China bleibt der dominierende Produzent für Seltene Erden. Obwohl die Exporte aus dem Land im vergangenen Jahr deutlich eingebrochen sind, ist diese Stellung unverändert geblieben. Laut U.S. Geological Survey kamen im vergangenen Jahr 86 Prozent der Weltmarktförderung aus dem Land, kleinere Beiträge haben die USA, Australien und Indien beigesteuert.

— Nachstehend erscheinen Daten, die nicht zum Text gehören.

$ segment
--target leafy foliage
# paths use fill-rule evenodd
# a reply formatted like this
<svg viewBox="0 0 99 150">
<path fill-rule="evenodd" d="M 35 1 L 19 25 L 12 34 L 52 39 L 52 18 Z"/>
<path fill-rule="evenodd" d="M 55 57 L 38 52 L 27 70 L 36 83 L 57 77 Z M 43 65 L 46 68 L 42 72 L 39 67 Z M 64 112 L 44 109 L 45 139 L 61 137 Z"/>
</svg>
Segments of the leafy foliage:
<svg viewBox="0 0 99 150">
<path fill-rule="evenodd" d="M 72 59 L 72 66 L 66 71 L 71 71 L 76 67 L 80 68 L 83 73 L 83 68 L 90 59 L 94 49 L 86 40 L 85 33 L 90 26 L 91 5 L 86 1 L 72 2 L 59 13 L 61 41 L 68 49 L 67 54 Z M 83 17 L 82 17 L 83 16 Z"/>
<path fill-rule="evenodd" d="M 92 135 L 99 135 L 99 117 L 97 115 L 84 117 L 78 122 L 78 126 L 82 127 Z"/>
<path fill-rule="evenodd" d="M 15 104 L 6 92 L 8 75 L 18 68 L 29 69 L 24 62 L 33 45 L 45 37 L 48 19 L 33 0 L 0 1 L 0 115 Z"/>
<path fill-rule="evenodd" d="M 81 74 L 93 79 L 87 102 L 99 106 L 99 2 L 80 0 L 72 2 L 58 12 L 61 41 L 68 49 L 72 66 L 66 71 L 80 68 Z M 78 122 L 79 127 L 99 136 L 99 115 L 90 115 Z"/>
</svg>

Um die Seltenen Erden hat sich in den vergangenen Jahren ein handfester politischer Streit entwickelt. Die 17 Rohstoffe, allesamt Metalle, die unter dieser Bezeichnung zusammengefasst sind, spielen vor allem in vielen Hightechanwendungen eine wesentliche Rolle – Autoteile, Laser, LEDs, LCD- und Plasmabildschirme, Magnete und Medizintechnik sind nur Beispiele für die Anwendungen. China versucht, seine dominierende Position auszunutzen. Die Exporte werden restriktiv gehandhabt, was die Industrieländer in Bedrängnis bringt und das Problem auf höchste politische Ebenen gebracht hat.

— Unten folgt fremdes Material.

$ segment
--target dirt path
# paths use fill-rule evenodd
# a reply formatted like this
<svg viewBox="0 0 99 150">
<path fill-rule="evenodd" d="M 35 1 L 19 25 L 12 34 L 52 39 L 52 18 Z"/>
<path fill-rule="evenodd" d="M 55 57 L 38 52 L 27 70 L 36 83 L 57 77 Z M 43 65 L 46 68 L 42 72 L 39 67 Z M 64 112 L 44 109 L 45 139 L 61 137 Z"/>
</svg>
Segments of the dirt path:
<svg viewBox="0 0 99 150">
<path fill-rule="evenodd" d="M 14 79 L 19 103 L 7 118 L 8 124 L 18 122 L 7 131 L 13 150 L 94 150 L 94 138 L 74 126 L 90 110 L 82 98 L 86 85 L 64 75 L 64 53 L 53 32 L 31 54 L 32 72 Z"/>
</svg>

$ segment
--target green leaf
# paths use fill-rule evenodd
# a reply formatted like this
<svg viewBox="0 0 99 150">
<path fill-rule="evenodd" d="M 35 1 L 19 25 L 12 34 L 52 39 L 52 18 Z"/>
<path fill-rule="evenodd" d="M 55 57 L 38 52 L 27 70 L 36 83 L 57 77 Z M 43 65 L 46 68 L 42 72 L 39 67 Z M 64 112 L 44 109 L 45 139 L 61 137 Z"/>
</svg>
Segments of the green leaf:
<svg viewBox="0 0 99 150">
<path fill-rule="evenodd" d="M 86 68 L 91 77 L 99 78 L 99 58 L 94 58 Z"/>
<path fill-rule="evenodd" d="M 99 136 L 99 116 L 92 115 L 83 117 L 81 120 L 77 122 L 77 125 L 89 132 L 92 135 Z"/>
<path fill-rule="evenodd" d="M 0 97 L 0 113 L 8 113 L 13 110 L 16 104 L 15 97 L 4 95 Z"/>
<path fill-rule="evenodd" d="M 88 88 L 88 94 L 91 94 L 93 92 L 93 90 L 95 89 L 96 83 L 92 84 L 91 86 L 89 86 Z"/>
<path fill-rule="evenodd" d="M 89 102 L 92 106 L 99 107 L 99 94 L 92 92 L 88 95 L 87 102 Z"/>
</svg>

Doch die belasteten Handelsbeziehungen zum Ausland und eine geringere Nachfrage haben die Preise für Seltene Erden stark unter Druck gebracht, teils sind diese regelrecht eingebrochen. Zugleich sind 2012 die Exportvolumen stark zurück gegangen. Ein Trend, der sich nun aber drehen könnte, wie neue Zahlen zeigen.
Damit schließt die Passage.